‘It is a truth universally acknowledged that a young man in possession of a good fortune must be in want of a good … garden!’

Now whilst I pay due homage to Jane Austin for the opening lines to her novel Pride and Prejudice just think of what a success the book would have been with my much improved version. My creativity does not stop there, oh no! I think that Moby Dick would have been a much bigger hit if the fist line written by Herman Melville could have been ‘Call me a taxi I get very sea sick indeed’ When Vladimir Nabokov was creating Lolita he should have written ‘Lolita, light of my life, fire of my loins would you water the petunias please?’ Much better I think and surely there would have been more laughs if Ralph Ellison had written ‘I am an invisible man but why when I ring for an appointment do people say they can’t see me’ Do you see that is a real rib-tickler. I certainly think that when Joseph Hellier was writing Catch 22 his first line should have been ‘It was love at first site a perfectly flat, green, straight lined lawn with well tended herbaceous borders’ an absolute guaranteed hit!

Surely Robert Graves I Claudius would benefit from my improvement of ‘I Tiberius Claudius Drusus Nero Germanicus have noticed that the grass of the Roman Empire is very long and I can’t start that blooming lawnmower again’ Can you imagine The Great Gatsby starting ‘In my younger and more vulnerable years my father gave me some advice, he said never become a gardener lad there’s no brass in it’

Topically though what if George Orwell had actually started his novel 1984 ‘It was a bright cold day in April and the clocks were striking thirteen so I thought I would just stay in bed and wait until things cheered up a bit’
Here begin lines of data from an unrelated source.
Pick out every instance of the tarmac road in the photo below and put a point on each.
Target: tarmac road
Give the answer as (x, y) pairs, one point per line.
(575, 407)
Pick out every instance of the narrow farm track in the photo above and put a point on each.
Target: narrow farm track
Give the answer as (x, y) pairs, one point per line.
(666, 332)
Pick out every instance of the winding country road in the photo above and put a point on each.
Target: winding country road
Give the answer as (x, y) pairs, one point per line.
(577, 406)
I am off now to continue a novel ‘Wot I Wrote’ but I guess it is time for you keen types to get to work but life would not be life without a joke so see the bottom of the list. YO!

JOBS FOR THE MONTH
Whilst it is warming up be aware of late frost in the evening and early morning
Now is the month to consider any special projects you wish to complete this year
Slugs are out and about so deal with them in your preferred way
Dead head daffodils when the blooms have faded, do remember to leave the leaves and stalks for up to six weeks after flowering to allow next year’s goodness to return to the bulb.
Water newly planted shrubs and trees well
Deal with border weeds now before they establish they will also pull out more easily
Lift and separate flowered spring bulbs to increase your display
Loosen any ties on trees etc. that have become tight through growth
Shade the greenhouse now
Cut back ivy on walls and fences
Prune flowering currants, jasmine, forsythia after flowering
Feed roses
Finish pruning roses
Repair lawn edges etc.
Moss on lawns, patios and drives may be treated now.
Sow new lawns or lay turf
Spike lawns to aid drainage and to let them breath.
Consider a top dressing of damp lawns with a generous layer of course or sharp sand and brush it in well.
Try scarifying the lawn this year to let it breathe
Apply a spring fertiliser high in nitrogen to encourage strong healthy roots.
The soil will be warming up, time to plant evergreens and hedges
Plant your hanging baskets but do not put them out until the end of May
Feed spring bulbs with a liquid feed when they have finished flowering
Watch for and deal with greenfly, black fly, etc.
Finish planting early potatoes
Plant strawberries
Sow lettuce, spinach, beetroot, broad beans, peas, turnips, radishes.
Spray fruit trees with a fungicide.
Don’t forget to feed all containers also.
It is really still too early to put in bedding plants but if you do please protect them if a frost is forecast.

What has eight arms and tells the time … a clocktopus.
They told me I had type-A blood, but it was a type-O.
I went to Wilkinson’s to get some Velcro – it was so expensive, what a rip-off!